The annuity payment that petitioner received upon his mother's death is thus "in the nature of a refund of the consideration paid for the contract", and is taxable to the extent it exceeds the investment in the contract. The investment in the contract is the aggregate amount of premiums or other consideration paid for the contract less any amounts previously received under the contract which were excludable from gross income. Sec. 72(e)(6). Petitioner has offered no evidence regarding the investment in the contract. He has therefore failed to carry his burden to show that any portion of the payment he received should be excluded from his gross income. Commissioner v. Glenshaw Glass Co., supra at 429-431. Accordingly, we sustain respondent's determination that the full $14,470 payment is includable in petitioner's gross income.
Interest Income and Retirement Distribution
Petitioner admits receiving a $53 payment from Jackson and a $4,426 payment from National (of which respondent contends $1,092 was taxable). Petitioner offered no evidence demonstrating that any portion of these payments should be excluded from his gross income and has therefore failed to carry his burden of proof. Id. Respondent is sustained on these items.

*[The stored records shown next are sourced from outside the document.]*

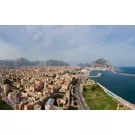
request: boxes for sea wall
[111,71,135,76]
[97,83,135,110]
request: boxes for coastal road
[0,89,15,109]
[98,83,135,110]
[75,79,90,110]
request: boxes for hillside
[90,58,112,68]
[0,58,69,67]
[77,58,113,68]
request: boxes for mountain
[0,58,69,67]
[77,63,90,67]
[90,58,113,68]
[77,58,113,68]
[46,60,69,66]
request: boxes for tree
[83,87,87,91]
[53,74,56,78]
[4,79,12,85]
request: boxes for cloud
[0,25,135,65]
[0,41,22,60]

Section 72(t) Additional Tax
Respondent determined that petitioner is liable for additional tax in the amount of $239 under section 72(t) on a premature distribution of $2,393 from a qualified retirement plan. Section 72(t)(1) imposes an additional tax on any amount received from a qualified retirement plan equal to 10 percent of the portion of such amount which is includable in gross income. Section 72(t)(2) exempts certain distributions from the additional tax.

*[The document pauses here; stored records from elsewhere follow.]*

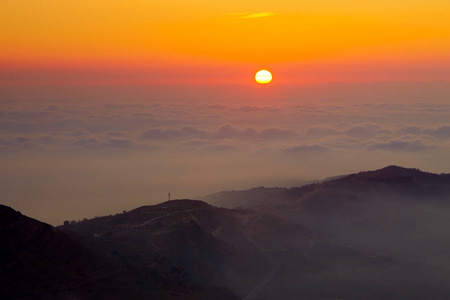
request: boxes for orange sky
[0,0,450,84]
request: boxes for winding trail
[244,214,280,300]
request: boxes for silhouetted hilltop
[0,166,450,300]
[0,205,241,300]
[199,166,450,208]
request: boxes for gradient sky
[0,0,450,84]
[0,0,450,225]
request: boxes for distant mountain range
[0,166,450,300]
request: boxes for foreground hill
[0,166,450,300]
[0,205,241,300]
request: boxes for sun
[255,70,272,84]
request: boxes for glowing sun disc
[255,70,272,83]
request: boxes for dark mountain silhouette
[0,166,450,300]
[0,205,238,299]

Petitioner does not deny receiving a $2,393 distribution from a qualified retirement plan, nor does he claim to come within one of the exceptions. Respondent is sustained on this issue.
Section 6651(a)(1) Failure To File Timely
Section 6651(a)(1) provides for an addition to tax of 5 percent of the tax required to be shown on the return for each month or fraction thereof for which there is a failure to file, not to exceed 25 percent. The addition to tax for failure to file a return timely will be imposed if a return is not timely filed unless the taxpayer shows that the delay was due to reasonable cause and not willful neglect. Sec. 6651(a)(1).
Petitioner's 1990 Federal income tax return was due on April 15, 1991. Sec. 6072(a). Petitioner filed his 1990 Federal income tax return on April 15, 1993. Petitioner has not offered any evidence to show that the delay was due to reasonable cause. We therefore sustain respondent's determination that petitioner is liable for the 25-percent addition to tax under section 6651(a)(1) for 1990.
Section 6654 Failure To Pay Estimated Tax
Where payments of tax, either through withholding or by making estimated quarterly tax payments during the course of the year, do not equal the amount required under the statute, imposition of the addition to tax under section 6654 is automatic, unless the taxpayer shows that one of the statutory exceptions applies. Niedringhaus v. Commissioner [Dec. 48,411], 99 T.C. 202, 222 (1992); Grosshandler v. Commissioner [Dec. 37,317], 75 T.C. 1, 20-21 (1980). Petitioner bears the burden to show qualification for such an exception. Habersham-Bey v. Commissioner [Dec. 38,826], 78 T.C. 304, 319-320 (1982). Petitioner has not sustained his burden; therefore, we hold that he is liable for the addition to tax under section 6654 for the 1990 taxable year.
To reflect the foregoing,
Decision will be entered under Rule 155.